で、この種の紛争の常として、前者が自身の搾取を正当化しようとする外形(形式的証拠)を何らかの方法で作っていることが多く、この種の紛争が、事業者間・個人間で生じる(ので、消費者契約法の出番もない)ことも相俟って、やる気のない裁判官に遭遇してしまうと、後者がどんなに酷い目に遭っていても、あんたがそれを了解したんでしょ、などと形式論理で前者を勝たせてしまう危険が十分あります。
よって、この種の紛争では、そうした「ろくでなしな外形証拠(往々にして、当方ご本人が押印等してたりする)」をどうやって打ち破るかがテーマとなりやすく、そのためには、詳細な実質論や裏付けとなる事実関係を、独りよがりな価値判断ではなく、裁判官が勝訴判決を書くには何を積み上げるべきかも考えた上で、法廷に届ける作業をしなければなりません。
往々にして「この残念な物語を、きちんと裁判官に伝えて正しい事実を踏まえた判断をしてもらうべきだ(相手方のろくでなしな主張事実を放置してはいけない)」と感じることも多く、結論として、受任弁護士が(やる気の無い人を除き)塗炭の苦しみを余儀なくされることになります。
この種の話は、2~3年に1回くらいの頻度で出逢いがあり、現在も、膨大な作業に追われ続けた受任事件があります。
平たく言えば「大人同士のいじめ事件(それも、カネや力のある人が絡んでいる)」であり、諸々の理由から今回も何が何でも負けてたまるかという気持ちで死力を尽くしてきました。
近年、心身の緩やかな衰えを感じるようになりましたが、この種の作業に没頭したときは今も徹夜仕事を繰り返しており、俺もまだ捨てたもんじゃない、と感じたりもします。

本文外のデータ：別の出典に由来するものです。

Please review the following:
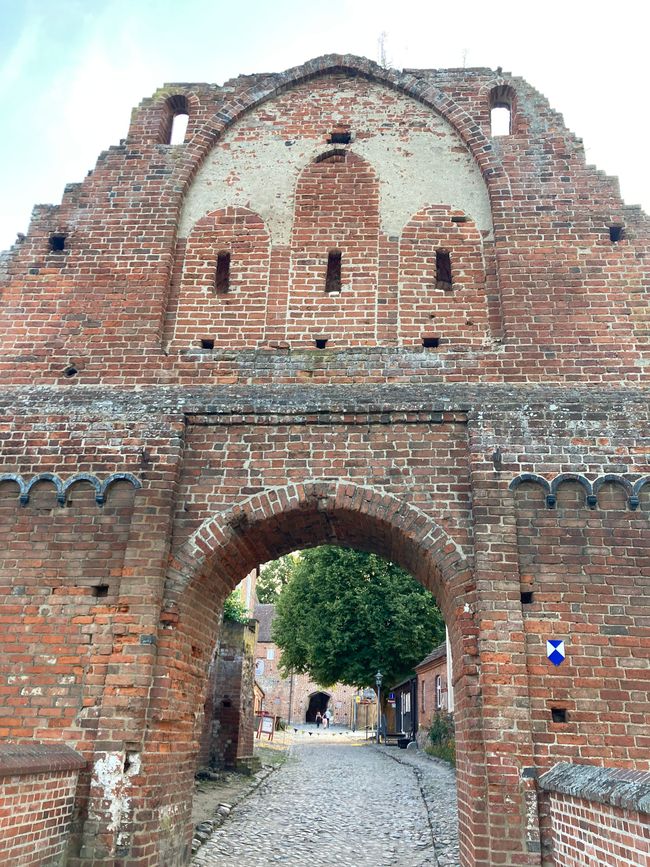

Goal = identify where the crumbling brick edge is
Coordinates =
[538,762,650,813]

で、我々の業界では、長文は書くなとか情緒的な文書を書くなとか散々言われますが、この種の事件では肚の奥に色々な事柄が溜まるせいか、決めゼリフ言いたい病から逃れることができません。
というわけで、その際に提出した準備書面から一言。
「被告の主張は原告に隷属を強いるものに他ならず、法的に正当化されることがあってはならない。それは、法の正義に反することが誰の目から見ても明白だからである。」
この種の事件は、タイムチャージ的には大赤字が不可避ですが、先般、山浦もと最高裁判事(弁護士出身)の「お気の毒な弁護士」を拝見し、「まだまだ俺も修行が足りん」と、自分を慰めて作業に向かうことにしています。
ただ、解決まで3~4年かかった数年前の事件では、運良く大成功を修め、奇跡的に採算の合う仕事ができたので、「お気の毒だが欲界と資金繰り地獄から逃れられぬ田舎のマチ弁」としては、また僥倖に恵まれないかなぁ・・と、そればかり考えてしまいます(笑?)。